SNP and the Act of Settlement - from Scotia 11/12/00

Muriel Gray did an op-ed piece on this topic in the Sunday Herald which I did not agree with verbatim but still made some pretty good points IMO:-

link to Muriel Gray's article

"...In the meantime, someone needs to take aside the parties involved in arguing the toss over the Act of Settlement and set them straight, particularly here in Scotland. Otherwise we will have to endure months, maybe years, of pointless, time-wasting, ludicrous debate and attempted legislative reform, no doubt tainted with hints of ugly sectarianism, that will tie up people who should be concentrating on land reform, housing, education and health...."

If Michael Forsyth and the Scottish Tories were so bothered about the Act of Settlement why did they do nothing about it during their 17 years in power? If the SNP were so bothered about it why did it only start to become a priority after the Monklands East by-election when the SNP nearly won on the back of a temporary working class nominal Presbyterian protest vote because of Labour's perceived Coatbridge-centric pro-RC sectarian district council and that bitterly fought campaign had left an impression in parts of the west of Scotland that the SNP were very much a "Proddie" party? Kicking up a fuss over the Act of Settlement is just a way to cause trouble for Labour basically in a petty point scoring sort of way. The other parties know that no governing party is going to want to change loads of archaic legislation that involves getting agreement with 13 other realms within the Commonwealth which also have QEII as head of state so the impression can be easily left that they are doing nothing about it so ergo they are anti-RC. For Cardinal Winning OTOH it is a useful way to deflect attention away from the schooling issue and the moves by the EIS to possibly take that issue to the ECHR on a discrimination basis as well.

If the real issue in all of this monarchy stuff is really discrimination why is no fuss being kicked up about the fact that succession is always to the eldest male heir not to the eldest child of the reigning sovereign as happened in Sweden a few years back?
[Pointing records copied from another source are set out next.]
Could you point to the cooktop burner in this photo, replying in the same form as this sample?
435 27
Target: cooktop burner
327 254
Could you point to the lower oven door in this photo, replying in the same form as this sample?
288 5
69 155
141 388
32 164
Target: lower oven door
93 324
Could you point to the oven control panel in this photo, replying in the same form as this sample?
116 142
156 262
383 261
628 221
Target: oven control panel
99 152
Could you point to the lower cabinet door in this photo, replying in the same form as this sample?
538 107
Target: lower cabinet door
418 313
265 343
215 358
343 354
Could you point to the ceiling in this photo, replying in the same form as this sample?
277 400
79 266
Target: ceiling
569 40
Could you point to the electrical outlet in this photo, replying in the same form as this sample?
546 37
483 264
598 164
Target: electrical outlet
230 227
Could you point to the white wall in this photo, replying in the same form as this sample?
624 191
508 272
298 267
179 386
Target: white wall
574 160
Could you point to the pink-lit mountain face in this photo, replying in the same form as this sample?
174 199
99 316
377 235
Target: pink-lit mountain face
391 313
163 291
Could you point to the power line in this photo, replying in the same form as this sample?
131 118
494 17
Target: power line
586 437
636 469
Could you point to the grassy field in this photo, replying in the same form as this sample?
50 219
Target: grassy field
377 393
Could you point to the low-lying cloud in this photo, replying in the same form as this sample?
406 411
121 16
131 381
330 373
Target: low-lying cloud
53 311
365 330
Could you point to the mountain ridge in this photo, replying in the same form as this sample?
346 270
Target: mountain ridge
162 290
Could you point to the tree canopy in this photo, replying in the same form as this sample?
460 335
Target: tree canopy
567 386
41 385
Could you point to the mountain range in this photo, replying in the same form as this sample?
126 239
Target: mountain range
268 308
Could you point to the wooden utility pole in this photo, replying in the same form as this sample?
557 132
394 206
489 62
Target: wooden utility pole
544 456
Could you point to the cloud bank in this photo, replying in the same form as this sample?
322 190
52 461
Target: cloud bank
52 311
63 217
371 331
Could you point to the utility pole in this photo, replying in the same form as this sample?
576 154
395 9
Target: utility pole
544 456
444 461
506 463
The Windsor monarchy is an archaic anachronism with inherent discrimination running right through it because of the hereditary principle. In practical terms it does the job not bad because it exercises no truly meaningful powers these days as parliament(s) has/have been firmly in charge since 1688 and the Act of Settlement came about primarily only because the "Divine Right of Kings "Stuarts did such an abysmal job in the 17th century so many people like myself are willing to put up with all the many and varied discriminatory aspects of the institution as an irrelevance to the mundane reality of daily life in an ain't broke don't fix it sort of way. If we really want to get into the business of reforming the institution and making it all modern and PC then it should simply be wound up altogether IMO. The problem is though that the UK has no real right to do this unilaterally when 13 other Commonwealth realms of the crown are also involved as well. So why open up this issue at all in a Scottish context until after independence in Europe is achieved? The real priority for opposition politicians in Scotland should be stuff like this IMO:-

link to Herald news story

and undoing the damage that 20 years of Thatcherism emanating from Westminster has inflicted upon Scotland's social fabric and getting the message across to people who live in places like Castlemilk how self-government can be used as a vehicle to alleviate the situation.